Танцорки из «Габриэлы» привлекали всеобщее внимание. Девушки понимали это — разговаривали и смеялись громче обычного, а ходили и жестикулировали — как будто они не в тесном проходе самолета, а на помосте парижского салона мод.

Виктория сидела, закрыв глаза. По щекам ее катились слезы.

В который раз она вспоминала пережитое за последние дни, но только сейчас со всей полнотой и трагизмом поняла, на какой ниточке и над какой пропастью висела жизнь Бегонии.

Ее очень тревожило, не отзовется ли нервное напряжение, которое та испытала, на ее здоровье. Сразу же по возвращении она поедет с ней в Медицинский центр, где к этому времени консилиум врачей составит полное представление о развитии ее болезни.

И еще ее беспокоила судьба денег, которые пожертвовал Луис Альберто для освобождения сестры, — неужели их не найдут!

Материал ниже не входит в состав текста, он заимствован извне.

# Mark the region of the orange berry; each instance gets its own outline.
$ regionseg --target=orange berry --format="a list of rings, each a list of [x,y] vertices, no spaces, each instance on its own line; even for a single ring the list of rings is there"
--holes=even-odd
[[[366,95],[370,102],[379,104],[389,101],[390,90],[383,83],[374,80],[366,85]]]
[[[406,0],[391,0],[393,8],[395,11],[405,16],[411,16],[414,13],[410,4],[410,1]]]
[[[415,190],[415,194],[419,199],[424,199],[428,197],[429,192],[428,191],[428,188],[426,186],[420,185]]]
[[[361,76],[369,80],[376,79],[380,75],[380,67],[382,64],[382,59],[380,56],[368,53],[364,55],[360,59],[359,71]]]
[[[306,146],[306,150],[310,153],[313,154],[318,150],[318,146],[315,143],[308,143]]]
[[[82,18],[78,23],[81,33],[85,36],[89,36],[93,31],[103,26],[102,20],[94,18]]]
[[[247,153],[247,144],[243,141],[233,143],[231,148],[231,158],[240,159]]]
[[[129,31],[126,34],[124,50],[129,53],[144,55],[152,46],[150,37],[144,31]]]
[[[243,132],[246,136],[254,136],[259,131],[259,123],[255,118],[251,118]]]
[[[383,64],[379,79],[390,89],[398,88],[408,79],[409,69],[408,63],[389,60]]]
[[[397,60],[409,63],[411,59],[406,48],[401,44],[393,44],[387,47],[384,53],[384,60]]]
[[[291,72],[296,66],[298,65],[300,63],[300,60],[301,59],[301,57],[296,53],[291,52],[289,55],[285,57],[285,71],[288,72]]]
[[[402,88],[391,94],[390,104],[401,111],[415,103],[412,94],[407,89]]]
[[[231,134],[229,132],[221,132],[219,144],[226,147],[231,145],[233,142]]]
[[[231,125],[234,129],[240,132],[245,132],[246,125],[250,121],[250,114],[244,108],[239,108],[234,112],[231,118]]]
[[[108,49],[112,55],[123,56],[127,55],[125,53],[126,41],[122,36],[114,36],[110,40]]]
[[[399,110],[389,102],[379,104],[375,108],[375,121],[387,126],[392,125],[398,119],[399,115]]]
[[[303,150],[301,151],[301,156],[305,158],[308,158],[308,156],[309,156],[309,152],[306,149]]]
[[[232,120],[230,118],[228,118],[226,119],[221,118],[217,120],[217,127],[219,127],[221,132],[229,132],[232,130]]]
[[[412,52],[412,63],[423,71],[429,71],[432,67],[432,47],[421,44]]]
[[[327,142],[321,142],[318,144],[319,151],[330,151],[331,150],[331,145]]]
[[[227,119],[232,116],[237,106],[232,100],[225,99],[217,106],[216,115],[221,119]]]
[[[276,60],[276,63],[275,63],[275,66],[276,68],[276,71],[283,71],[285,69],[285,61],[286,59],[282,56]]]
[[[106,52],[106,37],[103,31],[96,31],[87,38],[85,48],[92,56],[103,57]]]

Боже! Если бы не он — она могла бы лишиться сестры! Эта мысль ужаснула ее и пробудила в ней глубокую благодарность к Луису Альберто.

Она повторила эту мысль вслух сидевшему рядом Бласу:

— Блас, если бы Луис Альберто не помог, я бы лишилась сестры?

Блас ничего ей не ответил, и она задала еще один вопрос:

— А с ними можно торговаться?

Блас кашлянул, прочищая горло, и ответил:

— Можно. Торговаться всегда можно…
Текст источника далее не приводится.